Recommendations and conclusion
This descriptive analysis does not pretend to draw any conclusions on the burden, risk, or risk factors of COVID-19 among HCW in Portugal. Rather, it provides a snapshot of infected HCW reported through the national surveillance system. The characteristics of HCW infected by COVID-19 in Portugal were consistent with observations from other countries. Further analyses were limited by the low completeness and lack of detail of surveillance data.
This paper highlights the importance of improving routine surveillance of COVID-19 among HCW. As a starting point, efforts should be made to routinely report the number and proportion of HCWs infected by COVID-19. Moreover, surveillance forms could include variables on the type and place of occupation (e.g., type of health facility, direct contact with the patient, care provision/medical procedures).
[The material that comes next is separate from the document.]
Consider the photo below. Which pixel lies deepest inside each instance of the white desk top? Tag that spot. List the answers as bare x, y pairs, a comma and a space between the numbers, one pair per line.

In addition, incentives should be provided to increase the completeness and quality of the data through the reporting process (e.g., mandatory or zero reporting, validation rules), but also training and feedback to stakeholders, including the health workforce. Additionally, specific surveillance systems among HCW can provide important insights on COVID-19 in the health workforce.
Ultimately, our contribution urges for further data and studies about COVID-19 among HCW. At a time when HCW will be dealing more routinely with COVID-19, such evidence is crucial to protect the health workforce and reduce in-health-facilities transmission by informing strategies of occupational safety and infection and prevention control.
Acknowledgments
We thank Dr Rodrigo Marques for his outstanding contribution to data collection and epidemiological surveillance. We thank all the clinicians, laboratories, and public health workers who participate in the surveillance of COVID-19. We acknowledge all the health workers involved in the response to the pandemic in Portugal and beyond. We thank the Directorate-General of Health COVID-19 Task-Force members.